Sunday, May 13, 2018

A Long, Long Time Ago and Essentially True by Brigid Pasulka (audiobook)

genre: historical fiction

In a Poland on the cusp of World War II, two unlikely people will fall in love.  Their courtship, their choices and all the hardship and terror of war will guide the rest of their lives and the lives of those that come after them.  Told in two time periods, we also come to know Beata - a millennial living in the post-Communist New Poland, who has come to Krakow to try and find a direction in life.  Living with her aunt and cousin and working dead-end jobs, Beata knows that there are essential pieces to her grandmother's stories that have been left out but will the answers help her make peace with her past?  Or with the past of her beloved Poland, who in the past half century was literally drawn through the wringer and back out?

Both an engaging and well-woven book of family stories and the power of family ties as well as a love letter to Poland and Krakow, in particular, this book will break your heart and put it back together again.

I loved this.  Loved it.  The narrators were INCREDIBLE.  I loved hearing the correct pronunciation of proper names and places. Yes, it's sometimes a really hard and sad story. But I felt like the author never shoved me down so far that there wasn't a way back out, there is beauty and kindness and sympathy too.  There is determination and an incredible ability to overcome hardship, I loved getting a better sense of the Polish people and how important collective memory is in a country that has been occupied twice, by two different groups of people, in recent memory.
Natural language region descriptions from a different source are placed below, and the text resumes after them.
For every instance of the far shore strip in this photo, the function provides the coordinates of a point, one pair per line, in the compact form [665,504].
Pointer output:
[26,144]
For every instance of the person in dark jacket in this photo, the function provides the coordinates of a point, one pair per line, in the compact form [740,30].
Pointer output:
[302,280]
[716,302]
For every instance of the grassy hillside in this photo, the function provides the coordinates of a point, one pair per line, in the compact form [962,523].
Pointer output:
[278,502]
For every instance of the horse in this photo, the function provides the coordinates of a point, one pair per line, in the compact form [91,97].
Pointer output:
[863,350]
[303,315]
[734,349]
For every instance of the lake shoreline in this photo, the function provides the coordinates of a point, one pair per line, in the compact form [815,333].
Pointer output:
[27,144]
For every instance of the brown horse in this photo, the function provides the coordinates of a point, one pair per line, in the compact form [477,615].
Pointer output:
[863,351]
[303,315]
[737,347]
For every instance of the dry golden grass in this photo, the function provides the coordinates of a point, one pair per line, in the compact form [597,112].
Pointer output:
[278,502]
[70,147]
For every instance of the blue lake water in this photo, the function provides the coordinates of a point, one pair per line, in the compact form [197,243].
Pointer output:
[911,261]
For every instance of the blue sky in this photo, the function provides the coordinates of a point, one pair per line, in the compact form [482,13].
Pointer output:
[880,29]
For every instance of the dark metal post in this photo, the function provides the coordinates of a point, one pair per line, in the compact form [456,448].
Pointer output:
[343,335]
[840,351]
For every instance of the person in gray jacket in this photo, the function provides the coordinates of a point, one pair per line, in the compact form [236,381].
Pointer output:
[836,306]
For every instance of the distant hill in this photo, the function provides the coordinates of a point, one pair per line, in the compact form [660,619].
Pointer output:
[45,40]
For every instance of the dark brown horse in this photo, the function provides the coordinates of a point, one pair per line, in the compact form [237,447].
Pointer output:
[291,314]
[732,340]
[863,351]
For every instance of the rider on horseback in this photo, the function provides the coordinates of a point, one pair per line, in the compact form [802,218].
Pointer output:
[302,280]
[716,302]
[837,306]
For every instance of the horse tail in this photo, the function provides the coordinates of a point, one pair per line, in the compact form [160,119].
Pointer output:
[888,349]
I really wish I'd read it before my trip to Poland but the nice thing was that as I read, I had Krakow in my mind, so much was familiar that it's possible part of why I loved this book so much had to do with how much I fell in love with this country when I visited last year.

I liked the switch between the two time periods and how things slowly were tied together between the two.  I loved the differences between village life and city life and how that could change you.  I appreciated how the author allowed her characters to grieve and how they managed to work through it.  Just a really interesting and well-written story.